敦煌唐人抄写《玉台新咏》残卷,编号伯希和二五○三(P.2503),罗振玉《雪堂校刊群书叙录》云:“敦煌唐写本《玉台新咏》,起张华《情诗》第五篇,讫《王明君辞》,存五十一行,前后尚有残字七行,不见书题,而诸诗皆在《玉台新咏》卷二之末,知即《新咏》矣。”① 叙录略有舛误,写卷实残存六十行左右,行十八至二十一字不等,小注双行。起张华《情诗》其三“(轻衾)覆空床”句,讫左思《娇女诗》“(黛)眉(类)扫(迹)”句,即张华《情诗》三首、《杂诗》两首、潘岳诗四首、石崇《王明君辞》和左思《娇女诗》。抄写工整细腻,是不可多见的敦煌唐前总集类写本。

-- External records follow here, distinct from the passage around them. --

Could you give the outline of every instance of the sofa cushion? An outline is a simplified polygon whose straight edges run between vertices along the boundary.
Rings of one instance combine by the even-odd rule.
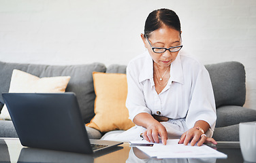
[[[242,64],[227,62],[206,65],[212,81],[216,107],[245,103],[245,70]]]
[[[128,130],[134,126],[125,107],[127,82],[125,74],[93,73],[95,116],[86,126],[101,132]]]
[[[215,128],[212,138],[217,141],[239,141],[239,124]]]
[[[223,127],[240,122],[256,121],[256,110],[240,106],[223,106],[217,110],[216,127]]]
[[[0,137],[18,137],[12,121],[0,120]]]
[[[106,73],[126,73],[125,65],[111,65],[108,67]]]
[[[7,92],[13,69],[19,69],[33,75],[43,77],[70,76],[66,92],[74,92],[78,98],[82,118],[85,123],[94,116],[93,71],[105,72],[101,63],[80,65],[43,65],[33,64],[6,63],[0,62],[0,103],[3,104],[2,92]]]
[[[9,92],[65,92],[69,79],[69,76],[39,78],[26,72],[14,69],[12,75]],[[4,105],[1,111],[0,120],[11,120],[6,105]]]
[[[99,139],[102,137],[101,132],[93,128],[86,126],[88,137],[91,139]]]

根据史料,最早的《玉台新咏》刻本为宋嘉定年间陈玉父刻本,但已经亡佚。今所见明寒山赵均小宛堂本即以此刻本为底本重新影刻,是现存最接近徐陵原本面貌的刻本。然《四库全书总目》总集类《玉台新咏》提要云:“宋刻已有异同,非陵之旧也。特不如明人变乱之甚,为尚有典型耳!”② 也就是说,宋刻即已颇失徐陵原本面貌,遑论明清诸刻本。因此,距陈未远的唐写本《玉台新咏》便具有了弥足珍贵的版本价值,不但有助于探索徐本原貌的编辑体例,而且可以校正今本文字讹误和订补诸家注本的错谬。除此之外,值得注意的是敦煌遗书中仅存此帙《玉台新咏》写本,而同样是总集类写本的《文选》却不仅版本众多且注本纷呈。另外,《玉台新咏》写本具有自己特定的文本特点,因其在某种程度上受到了南方清商乐的影响,并且是在这种音乐系统的浸染下所形成的诗歌总集,所以能够吟诵或“被之管弦”而歌唱。在初唐敦煌地区盛行的讲唱文学环境里,这种文本特点无疑会得到充分的发挥③。既然如此,缘何又不如《云谣集》甚至《秦妇吟》那样存在多种写本呢?解决这些问题,就需要探讨敦煌音乐文化背景下《玉台新咏》写本的传播境遇和接受情况,从而揭示音乐品格与文本传播之间的密切关系。

二 《玉台新咏》残卷的抄写年代与编辑体例

《玉台新咏》残卷具有“标本”意义上的版本价值:一方面它是从南朝陈徐陵本到宋以降诸刻本之间版本传承的一环,很多悬而未决的问题可能会据此而得到解决;另一方面它也提供了有关唐代敦煌地区《玉台新咏》传播特征的认识。因此,考定写卷的具体抄写年代不仅关系着它在多大程度上接近徐陵原本的面貌,而且可以由此考察敦煌某个特定时期的音乐文化背景。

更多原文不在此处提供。